If you are located in the European Economic Area (EEA), the UK, or Switzerland, you have the rights set out in Section 10. Our lawful bases for processing are those listed in Section 4. You may lodge a complaint with your local supervisory authority if you believe we have infringed applicable data protection laws.

15.2 CCPA / CPRA (California residents)

If you are a California resident, you may have additional rights under the California Consumer Privacy Act (CCPA) and California Privacy Rights Act (CPRA), including the right to know categories of personal data collected, the right to request deletion, and the right to opt out of the sale of personal information (we do not sell personal information for monetary value). To exercise your CCPA/CPRA rights, contact us as described in Section 14. Verified requests will be processed in accordance with applicable law.

15.3 Other Jurisdictions

Residents of other jurisdictions may have rights under local laws; please contact us to learn more about rights that may apply to you.

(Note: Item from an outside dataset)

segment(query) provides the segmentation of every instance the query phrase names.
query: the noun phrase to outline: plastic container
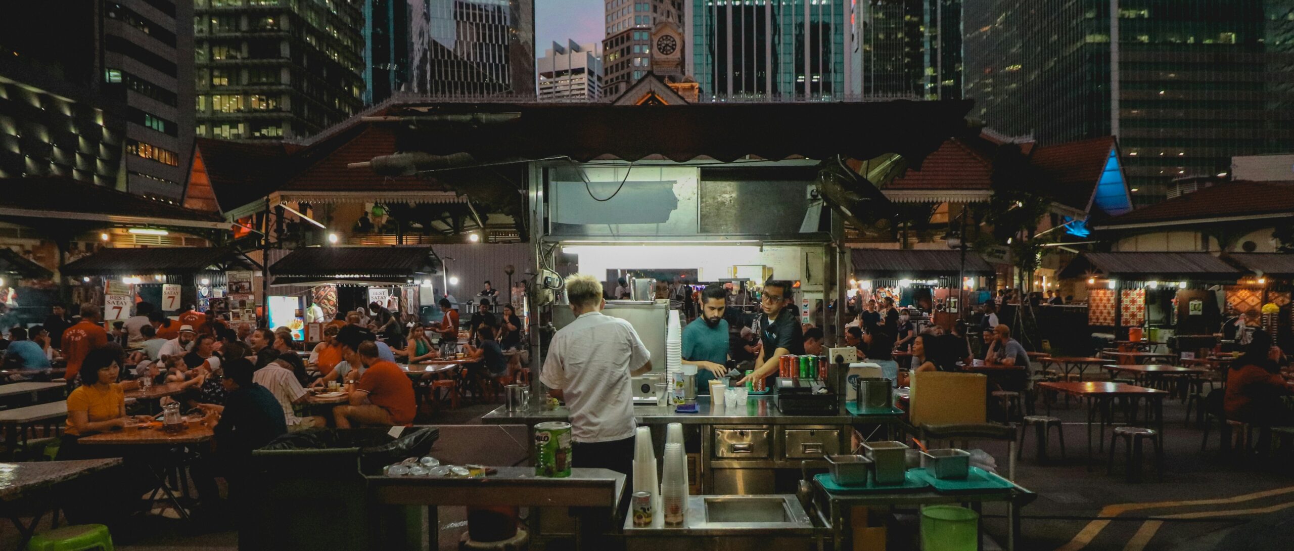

16. Additional Security & Operational Notes

• Encryption: we use encryption in transit (TLS/HTTPS). In some cases, encryption at rest is used depending on the service/product and agreement terms.
• Access controls: access to your project data is limited to authorized personnel on a need-to-know basis.
• Backups & disaster recovery: backup routines and disaster recovery processes are in place consistent with our service agreements.

17. Third-Party Links

Our website or communications may include links to third-party websites or services. We are not responsible for the privacy practices or content of those third parties. Review their privacy policies before providing personal information.

18. Consent & Authorization

By using our Services or providing personal information, you represent and warrant that you have the authority to provide such data and that it is accurate. Where required, you provide consent for the processing described in this Privacy Policy.